Fertö / Neusiedlersee Cultural Landscape, Cultural landscape at Lake Neusiedl, Austria and Hungary.
The Fertö / Neusiedlersee Cultural Landscape is a cross-border World Heritage Site in Austria and Hungary, covering the largest saline lake in Central Europe along with surrounding reed beds, wet meadows, and farmed land. The lake sits at a very low elevation, which gives it a flat, open character with wide skies and shallow water that changes in appearance with the seasons.
People have lived and farmed around this lake since the early Iron Age, and the patterns of land use from that period are still visible in how fields, pastures, and settlements are arranged today. Noble families built estates and gardens along the shores in the 17th and 18th centuries, leaving behind manor houses and parklands that remain part of the landscape.

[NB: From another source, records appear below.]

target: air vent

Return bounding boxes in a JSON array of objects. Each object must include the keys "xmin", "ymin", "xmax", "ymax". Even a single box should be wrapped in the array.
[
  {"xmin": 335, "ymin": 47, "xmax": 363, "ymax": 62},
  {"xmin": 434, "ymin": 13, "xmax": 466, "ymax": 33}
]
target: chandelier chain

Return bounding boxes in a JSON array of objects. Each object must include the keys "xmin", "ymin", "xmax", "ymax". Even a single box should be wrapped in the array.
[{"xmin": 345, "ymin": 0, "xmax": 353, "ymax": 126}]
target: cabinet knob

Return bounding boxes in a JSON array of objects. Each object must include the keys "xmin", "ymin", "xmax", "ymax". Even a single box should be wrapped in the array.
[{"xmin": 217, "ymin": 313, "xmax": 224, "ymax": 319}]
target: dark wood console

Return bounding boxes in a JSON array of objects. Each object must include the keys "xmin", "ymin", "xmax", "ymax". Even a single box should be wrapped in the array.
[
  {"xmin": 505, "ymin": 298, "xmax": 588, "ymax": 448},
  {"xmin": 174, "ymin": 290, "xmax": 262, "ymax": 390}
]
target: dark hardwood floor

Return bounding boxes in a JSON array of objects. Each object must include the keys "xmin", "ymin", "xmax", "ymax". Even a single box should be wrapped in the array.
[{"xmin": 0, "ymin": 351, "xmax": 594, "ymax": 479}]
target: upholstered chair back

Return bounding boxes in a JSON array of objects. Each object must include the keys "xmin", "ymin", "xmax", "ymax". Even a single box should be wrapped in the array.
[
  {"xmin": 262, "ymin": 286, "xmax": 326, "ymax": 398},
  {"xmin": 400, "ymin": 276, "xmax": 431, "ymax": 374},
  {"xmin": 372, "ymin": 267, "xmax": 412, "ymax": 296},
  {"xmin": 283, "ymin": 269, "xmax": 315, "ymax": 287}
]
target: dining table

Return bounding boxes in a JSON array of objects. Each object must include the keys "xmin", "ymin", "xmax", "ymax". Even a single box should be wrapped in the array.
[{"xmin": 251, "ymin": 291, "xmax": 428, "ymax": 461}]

The villages around the lake have kept their traditional building styles, with low whitewashed houses and wooden gates that give the settlements a rural character still visible today. Local wine culture is deeply tied to this landscape, and small family vineyards dot the hillsides on the Austrian side near Rust.
The area is best explored by bicycle, as a well-marked network of paths connects villages, viewpoints, and nature spots on both sides of the border. Visitors should plan for open, sun-exposed terrain with little shade, so carrying water and sun protection is practical at any time of year.
The lake has no natural outlet, meaning the water level depends entirely on rainfall and evaporation rather than flowing out to a river. In very dry years, the lake can shrink enough that people walk across stretches of the lakebed, which sits only a few inches (centimeters) deep in places.